Rafe scoffs. “You got a lot of ideas, don’t you, brother?”
Cruz’s grin goes feral. “You’d be surprised how many.”
Bishop ignores both of them. “We regroup in five. Clear what you can, then we take the haul back.”
Rafe snorts. “Haul. Great word for the twelve bucks and a charity bracelet we found.”
Cruz lifts a gold bangle between two fingers. “Hey, this is at least—”
“Cruz,” Bishop warns.
The air tightens instantly into something dangerous and electric. The kind of tension where one wrong word could turn the whole yacht into a chokehold.
Which is when Rafe—of all people—breaks the mood with a quiet, “So… who’s telling Coco?”
Everything stops.
Cruz freezes mid-step. Bishop’s jaw flexes. I blink.
Rafe lifts his brows. “What? Someone’s gotta do it.”
Cruz lets out a single, dark laugh. “Not it.”
“Not it,” Rafe echoes immediately.
I realize what’s happening a beat too late. “I’m—”

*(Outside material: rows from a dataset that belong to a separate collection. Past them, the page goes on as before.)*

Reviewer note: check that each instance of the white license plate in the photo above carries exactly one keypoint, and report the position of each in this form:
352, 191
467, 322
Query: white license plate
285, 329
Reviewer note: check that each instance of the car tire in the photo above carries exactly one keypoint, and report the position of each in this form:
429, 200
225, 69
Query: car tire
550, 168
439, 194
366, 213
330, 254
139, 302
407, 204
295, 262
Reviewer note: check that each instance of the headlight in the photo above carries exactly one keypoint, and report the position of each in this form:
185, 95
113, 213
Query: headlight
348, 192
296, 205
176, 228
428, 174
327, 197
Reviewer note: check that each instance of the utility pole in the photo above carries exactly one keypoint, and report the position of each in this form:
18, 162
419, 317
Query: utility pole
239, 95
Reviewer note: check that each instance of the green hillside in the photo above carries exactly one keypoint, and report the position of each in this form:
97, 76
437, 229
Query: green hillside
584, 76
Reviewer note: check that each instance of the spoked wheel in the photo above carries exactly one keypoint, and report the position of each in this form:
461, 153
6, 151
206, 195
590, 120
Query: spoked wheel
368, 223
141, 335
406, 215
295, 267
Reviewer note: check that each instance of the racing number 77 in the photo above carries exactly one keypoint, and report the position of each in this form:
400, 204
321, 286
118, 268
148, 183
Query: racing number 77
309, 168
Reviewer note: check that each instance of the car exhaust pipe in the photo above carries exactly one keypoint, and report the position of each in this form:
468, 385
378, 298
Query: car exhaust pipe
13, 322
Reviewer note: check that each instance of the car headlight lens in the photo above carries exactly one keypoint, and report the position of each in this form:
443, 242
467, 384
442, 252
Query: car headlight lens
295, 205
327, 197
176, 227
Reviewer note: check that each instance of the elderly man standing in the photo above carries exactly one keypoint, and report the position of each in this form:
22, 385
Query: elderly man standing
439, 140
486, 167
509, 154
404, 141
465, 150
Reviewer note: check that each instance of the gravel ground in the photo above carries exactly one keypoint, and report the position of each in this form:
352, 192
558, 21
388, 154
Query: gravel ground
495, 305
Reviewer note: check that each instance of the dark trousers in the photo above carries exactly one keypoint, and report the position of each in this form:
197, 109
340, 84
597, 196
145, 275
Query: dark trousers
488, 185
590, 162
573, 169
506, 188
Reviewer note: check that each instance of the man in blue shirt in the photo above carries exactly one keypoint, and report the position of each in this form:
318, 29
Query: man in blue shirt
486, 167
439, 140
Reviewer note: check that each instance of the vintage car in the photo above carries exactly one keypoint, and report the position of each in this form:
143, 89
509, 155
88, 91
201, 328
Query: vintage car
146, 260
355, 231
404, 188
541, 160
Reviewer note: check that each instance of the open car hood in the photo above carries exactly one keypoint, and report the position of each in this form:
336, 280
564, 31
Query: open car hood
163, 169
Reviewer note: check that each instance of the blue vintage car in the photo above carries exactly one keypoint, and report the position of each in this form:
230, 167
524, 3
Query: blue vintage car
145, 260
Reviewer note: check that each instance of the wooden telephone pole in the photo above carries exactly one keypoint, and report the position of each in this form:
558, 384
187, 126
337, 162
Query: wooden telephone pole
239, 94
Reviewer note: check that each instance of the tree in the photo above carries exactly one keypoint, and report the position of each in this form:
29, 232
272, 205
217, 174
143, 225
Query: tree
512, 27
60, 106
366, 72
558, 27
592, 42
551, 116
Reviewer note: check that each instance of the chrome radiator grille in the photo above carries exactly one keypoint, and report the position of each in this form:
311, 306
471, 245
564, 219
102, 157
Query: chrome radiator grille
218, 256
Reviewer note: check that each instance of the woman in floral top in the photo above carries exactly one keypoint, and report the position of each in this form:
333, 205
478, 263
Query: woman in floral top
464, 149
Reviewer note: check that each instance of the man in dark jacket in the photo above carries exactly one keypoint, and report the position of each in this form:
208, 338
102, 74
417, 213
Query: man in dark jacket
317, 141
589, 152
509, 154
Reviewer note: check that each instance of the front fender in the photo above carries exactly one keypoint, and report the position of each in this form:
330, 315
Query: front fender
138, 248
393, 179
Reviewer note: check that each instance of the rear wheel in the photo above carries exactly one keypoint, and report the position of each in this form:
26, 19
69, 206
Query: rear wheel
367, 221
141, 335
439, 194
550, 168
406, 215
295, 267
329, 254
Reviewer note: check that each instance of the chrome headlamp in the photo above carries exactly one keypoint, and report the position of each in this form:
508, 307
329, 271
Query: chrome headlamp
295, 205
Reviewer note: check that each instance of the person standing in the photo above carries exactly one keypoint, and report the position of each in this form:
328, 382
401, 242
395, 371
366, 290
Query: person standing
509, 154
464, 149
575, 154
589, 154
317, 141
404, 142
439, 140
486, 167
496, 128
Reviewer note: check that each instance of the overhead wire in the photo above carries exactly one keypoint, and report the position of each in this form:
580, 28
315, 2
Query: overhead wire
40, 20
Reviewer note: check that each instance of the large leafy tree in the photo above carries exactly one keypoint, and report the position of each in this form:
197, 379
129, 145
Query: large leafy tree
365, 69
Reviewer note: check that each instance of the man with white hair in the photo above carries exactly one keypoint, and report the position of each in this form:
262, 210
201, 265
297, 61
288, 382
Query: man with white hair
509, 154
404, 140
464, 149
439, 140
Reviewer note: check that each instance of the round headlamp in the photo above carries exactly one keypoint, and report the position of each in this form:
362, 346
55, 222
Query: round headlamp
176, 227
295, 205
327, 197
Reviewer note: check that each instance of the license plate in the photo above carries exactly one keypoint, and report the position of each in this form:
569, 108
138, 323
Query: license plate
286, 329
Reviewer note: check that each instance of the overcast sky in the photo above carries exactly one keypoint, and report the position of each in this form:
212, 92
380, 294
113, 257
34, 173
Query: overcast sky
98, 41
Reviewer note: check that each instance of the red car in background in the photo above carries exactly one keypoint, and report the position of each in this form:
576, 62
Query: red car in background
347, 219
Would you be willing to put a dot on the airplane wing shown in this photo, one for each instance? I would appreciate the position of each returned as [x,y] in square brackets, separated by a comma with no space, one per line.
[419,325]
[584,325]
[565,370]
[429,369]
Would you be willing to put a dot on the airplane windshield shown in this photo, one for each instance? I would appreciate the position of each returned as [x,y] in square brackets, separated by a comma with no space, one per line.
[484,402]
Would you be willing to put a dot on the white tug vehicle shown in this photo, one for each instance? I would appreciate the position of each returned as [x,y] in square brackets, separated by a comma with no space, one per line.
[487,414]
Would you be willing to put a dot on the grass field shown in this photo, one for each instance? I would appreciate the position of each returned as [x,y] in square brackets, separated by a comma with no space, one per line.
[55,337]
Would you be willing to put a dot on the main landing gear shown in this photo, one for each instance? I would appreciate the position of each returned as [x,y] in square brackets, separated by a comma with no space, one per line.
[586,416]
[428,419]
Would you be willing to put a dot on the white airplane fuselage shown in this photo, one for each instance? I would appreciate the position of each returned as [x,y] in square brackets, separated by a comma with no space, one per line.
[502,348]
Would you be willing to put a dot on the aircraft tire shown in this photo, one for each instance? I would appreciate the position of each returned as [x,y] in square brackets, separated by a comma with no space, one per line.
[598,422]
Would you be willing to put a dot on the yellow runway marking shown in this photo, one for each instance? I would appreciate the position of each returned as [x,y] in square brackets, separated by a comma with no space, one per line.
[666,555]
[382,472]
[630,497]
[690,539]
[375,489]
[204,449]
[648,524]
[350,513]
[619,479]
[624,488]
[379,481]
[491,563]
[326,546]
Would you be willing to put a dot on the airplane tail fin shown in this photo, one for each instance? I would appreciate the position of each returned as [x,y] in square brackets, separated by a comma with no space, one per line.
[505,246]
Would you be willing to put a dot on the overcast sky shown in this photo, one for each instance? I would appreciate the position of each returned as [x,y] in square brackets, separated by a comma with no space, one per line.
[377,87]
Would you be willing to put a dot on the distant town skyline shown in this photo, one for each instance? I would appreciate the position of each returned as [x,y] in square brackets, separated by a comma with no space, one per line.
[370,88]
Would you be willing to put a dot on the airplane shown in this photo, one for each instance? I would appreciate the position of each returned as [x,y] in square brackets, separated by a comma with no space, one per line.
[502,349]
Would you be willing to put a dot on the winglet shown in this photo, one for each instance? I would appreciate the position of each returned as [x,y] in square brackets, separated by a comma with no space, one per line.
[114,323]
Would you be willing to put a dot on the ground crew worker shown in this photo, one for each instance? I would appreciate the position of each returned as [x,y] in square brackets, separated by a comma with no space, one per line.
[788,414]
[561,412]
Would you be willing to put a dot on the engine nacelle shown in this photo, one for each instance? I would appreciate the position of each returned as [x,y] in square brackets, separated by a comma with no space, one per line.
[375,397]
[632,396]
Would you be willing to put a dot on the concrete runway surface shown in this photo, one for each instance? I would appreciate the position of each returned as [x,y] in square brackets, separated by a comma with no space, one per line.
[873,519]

“Gage it is,” they say in unison.
“Absolutely not,” I fire back. “I’m not telling her we burned two weeks for pocket change.”
“You’re the favorite,” Rafe says flatly.
“Fuck off,” I shoot back. “Everyone knows Cruz is the favorite. That’s why he’s still living at home.”
Cruz’s smirk is a goddamn weapon. “Aw, someone’s jealous.”
A surprised laugh tumbles out of me before I can choke it back. “Jealous of Coco cockblocking me? Nah, I’m good.”
Bishop finally turns, expression flat as midnight. “All of you shut up. I’ll tell her.”
Rafe blinks. “She’s gonna bite your head off.”
“She bites harder when she smells weakness,” Bishop says. His gaze cuts through us. “And all three of you reek of it tonight.”
Cruz clutches his chest dramatically. “Wow. Inspirational. Really feeling the brotherly support.”
I scrub a hand over my mouth to hide the grin threatening to break free. I don’t feel like landing on Bishop’s shit list tonight—and that motherfucker hits people for fun.
Bishop ignores us both.” Two-minute sweep. Then we’re gone.”
He stalks back toward the master berth. I’m sure he’s mentally assembling lies and half-truths he can deliver without flinching.
Rafe lets out a low whistle. “We’re dead.”
I follow him toward the companionway, numb. A little unsteady.
Not because of Coco. Not because of the job.
Because as we descend the stairs, the image slams back into my skull—the girl on the bow, lit up in the spotlight, running like she knew exactly how to disappear.
And the worst part?
My heart recognized her before my head did.